KEYSTONE/AP/PABLO MARTINEZ MONSIVAIS

(sda-ats)

La nouvelle version du décret interdisant l'accès aux Etats-Unis aux ressortissants de plusieurs pays ne concernera pas les détenteurs de la "carte verte" de résidents permanents. Elle épargnera aussi les passagers déjà à bord d'avions à destination du pays.

La justice a suspendu le premier décret signé le 27 janvier par Donald Trump. Le texte interdisait temporairement au nom d'impératifs de sécurité l'entrée sur le territoire américain des ressortissants de sept pays majoritairement musulmans du Moyen-Orient et d'Afrique (Iran, Irak, Syrie, Yémen, Libye, Soudan et Somalie).

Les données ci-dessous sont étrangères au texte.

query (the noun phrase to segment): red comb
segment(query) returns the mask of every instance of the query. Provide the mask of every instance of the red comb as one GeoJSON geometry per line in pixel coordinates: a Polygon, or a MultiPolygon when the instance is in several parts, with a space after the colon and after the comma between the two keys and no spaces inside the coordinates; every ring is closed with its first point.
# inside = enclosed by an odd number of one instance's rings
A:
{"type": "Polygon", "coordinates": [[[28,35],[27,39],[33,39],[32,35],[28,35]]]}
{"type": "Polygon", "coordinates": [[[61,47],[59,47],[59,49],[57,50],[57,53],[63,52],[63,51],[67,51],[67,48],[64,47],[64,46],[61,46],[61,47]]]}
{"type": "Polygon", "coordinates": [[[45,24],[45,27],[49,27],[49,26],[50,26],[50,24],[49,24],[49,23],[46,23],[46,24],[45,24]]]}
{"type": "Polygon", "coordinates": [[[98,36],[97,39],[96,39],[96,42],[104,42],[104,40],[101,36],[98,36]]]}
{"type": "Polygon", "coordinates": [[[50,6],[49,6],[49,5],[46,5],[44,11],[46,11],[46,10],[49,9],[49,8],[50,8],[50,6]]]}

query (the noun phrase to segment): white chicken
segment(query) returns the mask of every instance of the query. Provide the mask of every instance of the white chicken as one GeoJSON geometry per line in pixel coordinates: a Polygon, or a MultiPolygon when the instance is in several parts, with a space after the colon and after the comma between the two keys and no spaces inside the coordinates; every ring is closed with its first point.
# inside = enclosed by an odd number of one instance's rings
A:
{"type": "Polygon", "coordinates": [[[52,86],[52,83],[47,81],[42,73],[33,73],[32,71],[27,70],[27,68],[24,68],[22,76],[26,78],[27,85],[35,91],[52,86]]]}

Sa mise en oeuvre, à l'origine de scènes chaotiques dans des aéroports, avait suscité des protestations aux Etats-Unis et à l'étranger. "Le président envisage de diffuser une version plus serrée, rationalisée du premier (décret)", a expliqué samedi le secrétaire américain à la Sécurité intérieure, John Kelly, lors de la conférence annuelle de Munich sur la sécurité.

Il a notamment précisé que les titulaires de cartes vertes (cartes de résidents permanents) se trouvant en déplacement à l'étranger lorsque cette nouvelle version entrera en vigueur "seront admis". De même, il a promis "une petite période de mise en application" pour faire en sorte que les voyageurs se trouvant à bord d'avion à destination des Etats-Unis "soient autorisés à entrer dans le pays".

Mêmes pays visés

La nouvelle version du décret devrait viser les mêmes sept pays à majorité musulmane que la précédente, rapporte le Wall Street Journal, citant une note du département d'Etat sur le texte en projet.

Le nouveau décret est susceptible d'être promulgué dès mardi, ajoute le journal en citant un responsable du gouvernement. Il devrait être mis en oeuvre une à deux semaines après sa signature par le président.